TUNIS - The fall of Libya's al-Watiya military base to pro-Muslim Brotherhood Libyan militias and allied Syrian mercenaries lays the foundation for a permanent Turkish military presence in the country.

Turkey is now expected to take direct control of the base, which it has done in other western bases, such as Mitiga and Misrata, in addition to Zwara airport.

The development will change the balance of power in western Libya, where pro-Turkish, government-backed militias will be able to attack Libyan National Army (LNA) forces in all of western Libya, especially south of Tripoli and Tarhouna.

Experts say the stakes are high, not just in western Libya, but for the whole region given the strategic value of the captured base.

They believe that what happened in western Libya falls into Turkish President Recep Tayyip Erdogan’s plans to establish military bases across the region. He has spoken about this plan during visits to Tunisia, Algeria and Chad.

Most concerning, the fall of al-Watiya will make it possible for Turkey to tighten its hold over the entire Libyan-Tunisian-Algerian border triangle, as the base is strategically located to cover most of the area of that triangle.

The timing of the attack amplifies concerns from Libya's neighbours. It followed a phone call by Erdogan to Fayez al-Sarraj, president of the Tripoli-based Government of National Accord (GNA), on Sunday night in which the Turkish president invited him to Ankara to discuss steps to implement the memorandum of understanding on security and military cooperation signed between them last November.

Some believe Sarraj could eventually hand over al-Watiya base to Erdogan, as the latter hopes to expand his country’s influence throughout the Maghreb region. Erdogan has indicated he will do whatever he needs to make Sarraj comply.

“The fall of the al-Watiya base is an unexpected military surprise, at least for this week, given the resistance shown by the Libyan army units stationed at the base in the face of repeated attacks led by Turkish officers stationed in their headquarters at the town of Al-Ajailat,” said a retired Libyan Army officer residing in the Zintan area near al-Watiya.

The officer revealed that, contrary to statements by Osama Al-Juwaili, who heads the GNA's joint operations, and Sarraj, the Turks were the first to enter the base. A convoy of six black four-wheel-drive cars that appeared to be bulletproof was seen entering the base in the early hours of Monday morning. They were likely to belong to Turkish military intelligence officers. The base was deserted at the time, because LNA forces had withdrawn towards Zintan.
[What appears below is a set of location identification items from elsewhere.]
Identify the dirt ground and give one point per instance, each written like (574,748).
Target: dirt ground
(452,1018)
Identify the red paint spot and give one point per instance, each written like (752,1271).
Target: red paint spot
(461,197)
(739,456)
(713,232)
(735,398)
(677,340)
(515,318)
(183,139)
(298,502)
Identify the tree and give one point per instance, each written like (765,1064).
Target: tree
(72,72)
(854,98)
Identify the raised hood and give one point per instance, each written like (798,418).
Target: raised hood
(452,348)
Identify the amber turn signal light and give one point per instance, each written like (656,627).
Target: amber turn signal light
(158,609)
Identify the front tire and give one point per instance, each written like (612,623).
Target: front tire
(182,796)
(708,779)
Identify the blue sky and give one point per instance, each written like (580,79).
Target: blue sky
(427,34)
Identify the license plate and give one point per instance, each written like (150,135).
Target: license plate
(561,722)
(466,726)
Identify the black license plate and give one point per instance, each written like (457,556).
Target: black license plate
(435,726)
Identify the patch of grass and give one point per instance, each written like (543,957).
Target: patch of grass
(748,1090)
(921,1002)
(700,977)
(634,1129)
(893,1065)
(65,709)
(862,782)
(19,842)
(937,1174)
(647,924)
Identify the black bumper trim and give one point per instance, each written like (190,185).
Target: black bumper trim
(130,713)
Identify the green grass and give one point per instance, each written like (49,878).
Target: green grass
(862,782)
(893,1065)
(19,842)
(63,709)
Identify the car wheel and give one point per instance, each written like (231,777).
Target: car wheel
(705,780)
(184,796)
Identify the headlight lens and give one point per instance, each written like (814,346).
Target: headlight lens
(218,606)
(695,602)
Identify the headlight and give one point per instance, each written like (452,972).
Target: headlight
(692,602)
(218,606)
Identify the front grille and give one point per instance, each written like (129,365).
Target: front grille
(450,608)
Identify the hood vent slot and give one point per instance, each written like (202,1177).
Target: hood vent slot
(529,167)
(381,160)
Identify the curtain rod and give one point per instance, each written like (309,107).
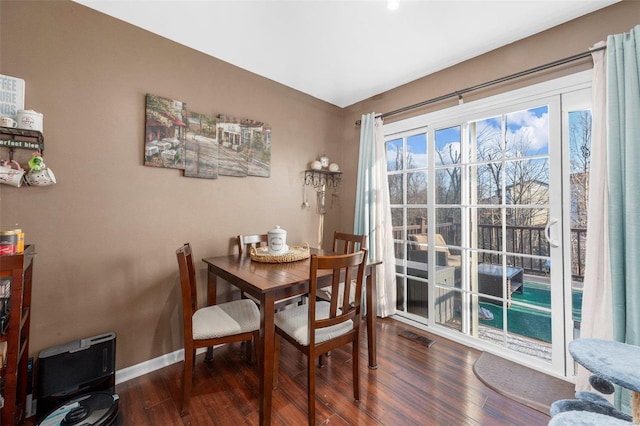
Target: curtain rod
(459,93)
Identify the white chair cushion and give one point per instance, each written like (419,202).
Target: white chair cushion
(295,322)
(226,319)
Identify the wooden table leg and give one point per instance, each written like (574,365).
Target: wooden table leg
(212,281)
(371,317)
(265,367)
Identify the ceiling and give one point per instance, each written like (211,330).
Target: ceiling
(343,52)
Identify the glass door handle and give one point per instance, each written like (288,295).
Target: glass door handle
(547,233)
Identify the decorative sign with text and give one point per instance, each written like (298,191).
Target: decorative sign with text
(11,96)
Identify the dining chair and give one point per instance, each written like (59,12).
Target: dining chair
(245,243)
(319,326)
(344,243)
(229,322)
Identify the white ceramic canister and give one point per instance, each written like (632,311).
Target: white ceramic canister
(30,120)
(277,239)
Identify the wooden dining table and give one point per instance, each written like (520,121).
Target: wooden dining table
(270,282)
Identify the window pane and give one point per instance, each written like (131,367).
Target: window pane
(395,156)
(395,188)
(448,185)
(486,182)
(527,132)
(486,139)
(527,182)
(447,146)
(417,151)
(417,188)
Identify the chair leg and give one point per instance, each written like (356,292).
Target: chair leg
(276,361)
(356,369)
(311,388)
(187,380)
(249,351)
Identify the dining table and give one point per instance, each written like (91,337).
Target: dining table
(269,283)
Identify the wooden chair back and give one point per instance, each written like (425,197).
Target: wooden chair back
(188,288)
(346,268)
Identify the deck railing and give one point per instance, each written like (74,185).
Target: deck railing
(525,240)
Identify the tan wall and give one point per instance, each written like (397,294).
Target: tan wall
(557,43)
(106,234)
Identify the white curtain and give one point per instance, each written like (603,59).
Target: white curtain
(597,317)
(373,210)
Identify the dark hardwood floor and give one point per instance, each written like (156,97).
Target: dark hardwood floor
(413,385)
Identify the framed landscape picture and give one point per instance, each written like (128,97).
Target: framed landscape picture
(201,146)
(165,133)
While some said the withdrawal of LNA forces from the base raised many questions about the military tactics of the army leadership, Libyan media outlets quoted a military source as saying that “elements from al-Zawiya, Misrata and Zuwara militias, loyal to the Al-Sarraj government, had entered the al-Watiya military base under Turkish air cover.”

The source pointed out that over the past few days, al-Watiya base “was targeted by more than 100 air raids by Turkish drones, in addition to fierce shelling by the Turkish warships located off the coast of the town of Al-Zawiya, which had facilitated the seizure of the base by the militias, after the withdrawal of the Libyan army units with all their equipment and personnel at the early morning hours of Monday."
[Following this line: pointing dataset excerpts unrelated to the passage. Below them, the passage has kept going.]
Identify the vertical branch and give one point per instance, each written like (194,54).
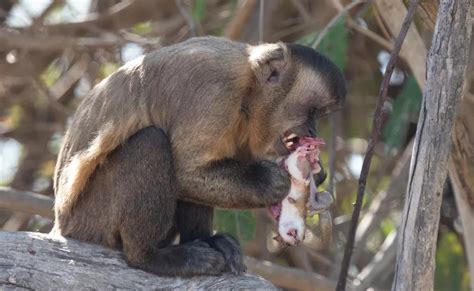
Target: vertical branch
(446,66)
(377,126)
(260,20)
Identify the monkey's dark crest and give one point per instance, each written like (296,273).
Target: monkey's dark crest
(159,143)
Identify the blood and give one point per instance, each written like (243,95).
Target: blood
(310,143)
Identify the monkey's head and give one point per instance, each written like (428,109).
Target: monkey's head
(295,86)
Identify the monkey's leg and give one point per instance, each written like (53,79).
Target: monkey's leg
(145,187)
(195,223)
(230,184)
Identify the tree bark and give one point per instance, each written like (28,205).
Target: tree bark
(461,172)
(446,65)
(42,262)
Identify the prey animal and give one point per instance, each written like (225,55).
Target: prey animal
(301,164)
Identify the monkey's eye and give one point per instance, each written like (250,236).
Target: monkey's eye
(274,76)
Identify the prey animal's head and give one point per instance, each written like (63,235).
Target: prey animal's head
(294,87)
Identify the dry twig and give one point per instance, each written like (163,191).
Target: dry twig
(377,126)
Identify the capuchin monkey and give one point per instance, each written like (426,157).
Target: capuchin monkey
(155,146)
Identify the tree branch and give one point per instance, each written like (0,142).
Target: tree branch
(446,66)
(377,126)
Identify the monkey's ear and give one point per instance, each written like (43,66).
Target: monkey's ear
(269,62)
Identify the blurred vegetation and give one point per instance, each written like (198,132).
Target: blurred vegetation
(33,118)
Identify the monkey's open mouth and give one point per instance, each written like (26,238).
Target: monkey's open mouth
(290,140)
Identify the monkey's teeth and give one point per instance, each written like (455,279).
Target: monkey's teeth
(291,136)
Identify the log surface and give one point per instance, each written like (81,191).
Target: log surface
(42,262)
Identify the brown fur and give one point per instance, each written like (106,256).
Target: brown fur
(185,128)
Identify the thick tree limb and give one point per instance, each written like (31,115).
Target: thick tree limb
(42,262)
(446,67)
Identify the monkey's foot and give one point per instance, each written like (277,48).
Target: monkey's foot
(230,249)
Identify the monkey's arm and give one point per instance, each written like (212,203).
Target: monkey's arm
(229,184)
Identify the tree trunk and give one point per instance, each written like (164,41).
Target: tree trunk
(446,65)
(42,262)
(461,172)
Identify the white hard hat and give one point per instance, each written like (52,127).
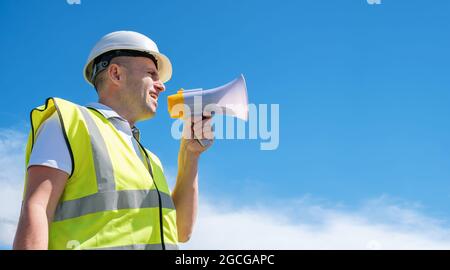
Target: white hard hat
(127,41)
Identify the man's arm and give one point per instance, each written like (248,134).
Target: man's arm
(44,188)
(185,193)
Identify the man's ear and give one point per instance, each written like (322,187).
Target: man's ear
(115,74)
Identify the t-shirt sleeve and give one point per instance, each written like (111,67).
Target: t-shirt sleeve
(50,148)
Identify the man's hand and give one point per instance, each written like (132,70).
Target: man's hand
(185,193)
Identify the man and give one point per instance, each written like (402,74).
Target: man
(90,184)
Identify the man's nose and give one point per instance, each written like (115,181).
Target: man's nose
(159,86)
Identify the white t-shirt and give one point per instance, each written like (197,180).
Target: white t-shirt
(50,148)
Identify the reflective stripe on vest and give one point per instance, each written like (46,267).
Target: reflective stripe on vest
(142,247)
(111,200)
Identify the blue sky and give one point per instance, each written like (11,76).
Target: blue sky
(363,90)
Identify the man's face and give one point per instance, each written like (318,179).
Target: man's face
(141,87)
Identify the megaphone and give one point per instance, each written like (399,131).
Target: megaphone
(229,99)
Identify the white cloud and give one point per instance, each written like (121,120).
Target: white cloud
(382,223)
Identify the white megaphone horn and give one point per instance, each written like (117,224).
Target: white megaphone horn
(229,99)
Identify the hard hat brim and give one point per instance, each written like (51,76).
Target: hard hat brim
(164,66)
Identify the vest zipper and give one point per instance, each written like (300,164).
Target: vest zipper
(150,170)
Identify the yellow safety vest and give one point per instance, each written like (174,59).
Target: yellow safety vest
(112,199)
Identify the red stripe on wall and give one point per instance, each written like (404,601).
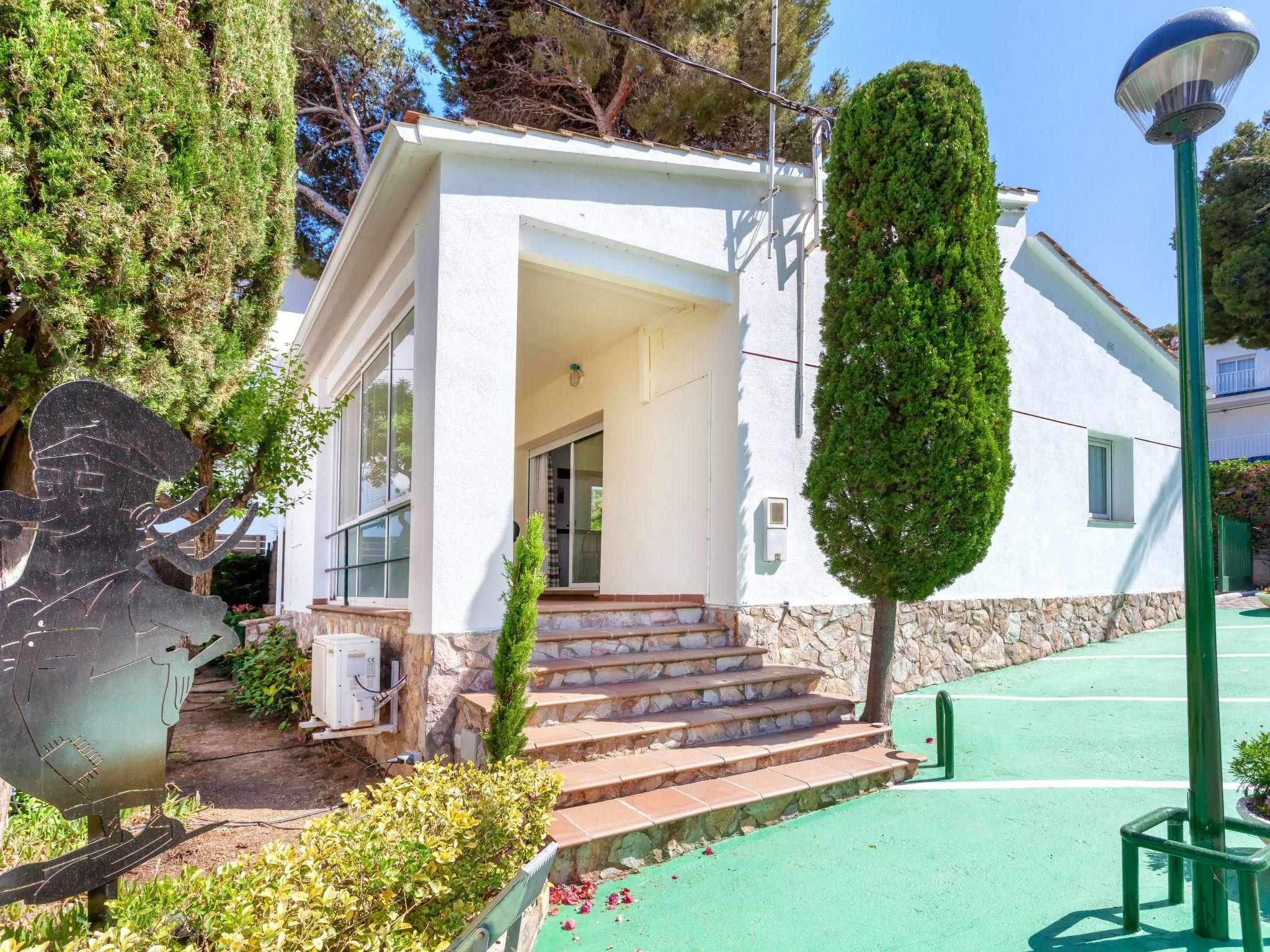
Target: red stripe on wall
(1021,413)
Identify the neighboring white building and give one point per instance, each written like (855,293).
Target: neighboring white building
(479,265)
(1238,402)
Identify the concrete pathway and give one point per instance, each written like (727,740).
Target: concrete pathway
(1020,852)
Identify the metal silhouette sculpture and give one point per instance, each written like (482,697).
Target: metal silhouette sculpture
(97,654)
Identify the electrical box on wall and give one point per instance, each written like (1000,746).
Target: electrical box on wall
(776,513)
(346,681)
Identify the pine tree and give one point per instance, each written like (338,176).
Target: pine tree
(1235,238)
(512,61)
(911,456)
(525,583)
(356,75)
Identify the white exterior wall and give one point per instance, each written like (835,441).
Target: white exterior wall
(1046,545)
(464,226)
(451,239)
(1238,425)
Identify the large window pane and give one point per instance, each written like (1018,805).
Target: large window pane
(399,534)
(375,432)
(403,408)
(370,582)
(350,441)
(370,542)
(1100,484)
(399,579)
Sarraj announced that his Turkish-backed militia managed at dawn on Monday to take control of the strategic military air base, located in south-western Libya not far from the Tunisian border.
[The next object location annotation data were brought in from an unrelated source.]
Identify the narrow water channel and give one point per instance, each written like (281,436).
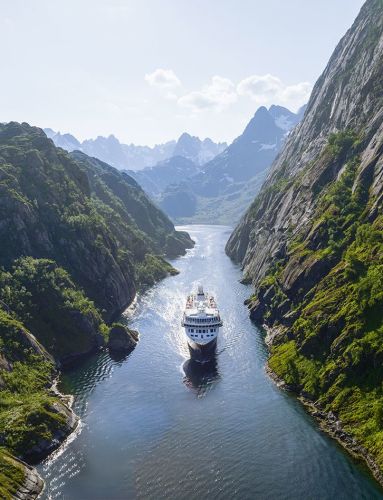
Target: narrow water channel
(154,428)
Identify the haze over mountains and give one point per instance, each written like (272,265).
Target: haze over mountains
(129,156)
(312,245)
(194,180)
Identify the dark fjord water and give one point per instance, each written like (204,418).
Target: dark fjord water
(151,431)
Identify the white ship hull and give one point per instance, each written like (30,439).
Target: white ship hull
(202,353)
(201,321)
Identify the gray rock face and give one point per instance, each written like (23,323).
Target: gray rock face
(347,96)
(122,339)
(224,186)
(33,484)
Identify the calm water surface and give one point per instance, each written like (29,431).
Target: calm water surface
(153,427)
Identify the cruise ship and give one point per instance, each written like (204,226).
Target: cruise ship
(202,322)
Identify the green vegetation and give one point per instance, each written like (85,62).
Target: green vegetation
(11,475)
(333,350)
(46,300)
(152,269)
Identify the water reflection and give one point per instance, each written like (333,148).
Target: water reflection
(201,377)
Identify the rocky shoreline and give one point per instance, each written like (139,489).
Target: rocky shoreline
(329,423)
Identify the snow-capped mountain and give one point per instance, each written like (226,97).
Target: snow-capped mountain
(130,156)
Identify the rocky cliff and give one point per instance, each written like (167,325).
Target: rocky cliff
(78,238)
(311,242)
(222,189)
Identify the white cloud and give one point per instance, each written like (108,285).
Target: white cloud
(269,89)
(165,78)
(217,95)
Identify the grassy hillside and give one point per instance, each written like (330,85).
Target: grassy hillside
(78,239)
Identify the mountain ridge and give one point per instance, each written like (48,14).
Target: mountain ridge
(224,187)
(311,245)
(132,157)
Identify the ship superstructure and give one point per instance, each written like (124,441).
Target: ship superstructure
(201,321)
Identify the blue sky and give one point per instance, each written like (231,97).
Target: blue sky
(147,70)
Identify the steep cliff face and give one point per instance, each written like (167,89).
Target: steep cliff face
(221,190)
(347,96)
(94,221)
(312,241)
(77,239)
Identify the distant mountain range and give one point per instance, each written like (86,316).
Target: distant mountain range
(132,157)
(222,188)
(196,180)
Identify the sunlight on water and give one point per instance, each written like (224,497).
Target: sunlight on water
(155,425)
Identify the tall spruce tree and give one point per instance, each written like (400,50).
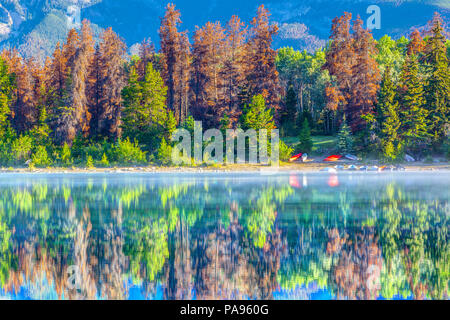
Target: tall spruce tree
(144,114)
(437,87)
(345,138)
(389,119)
(257,115)
(6,87)
(306,142)
(288,118)
(413,109)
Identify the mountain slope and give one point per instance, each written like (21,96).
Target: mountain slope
(35,26)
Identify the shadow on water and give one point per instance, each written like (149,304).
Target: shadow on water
(225,236)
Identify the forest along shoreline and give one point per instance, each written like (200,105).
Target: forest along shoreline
(284,167)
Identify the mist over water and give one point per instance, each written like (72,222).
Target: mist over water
(225,236)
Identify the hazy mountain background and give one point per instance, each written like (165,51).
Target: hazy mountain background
(35,26)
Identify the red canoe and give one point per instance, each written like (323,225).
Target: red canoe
(296,157)
(333,158)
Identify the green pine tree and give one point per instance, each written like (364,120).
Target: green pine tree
(306,143)
(145,115)
(41,132)
(389,119)
(289,114)
(345,138)
(257,115)
(437,87)
(164,152)
(413,108)
(6,87)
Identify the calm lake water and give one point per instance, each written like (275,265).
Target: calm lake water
(225,236)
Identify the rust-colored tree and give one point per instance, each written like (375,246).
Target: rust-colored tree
(175,62)
(106,82)
(261,73)
(233,67)
(365,77)
(416,44)
(207,84)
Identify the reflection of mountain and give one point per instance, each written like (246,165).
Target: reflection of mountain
(215,239)
(36,25)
The opposite camp, led by Field-Marshal Khalifa Haftar, was largely silent over the base's fall.

Al-Watiya air base was built by the Americans during World War II and is located in south-western Libya, about 160 km south-west of the capital, Tripoli. It is one of the largest military air bases in Libya and is distinct for its large fortifications. It includes weapons depots, a fuel station, more than one military airstrip and a residential city. It is capable of accommodating over 7,000 soldiers. For the past 6 years, the base was under the control of the LNA and was the headquarters of the Western Operations Command.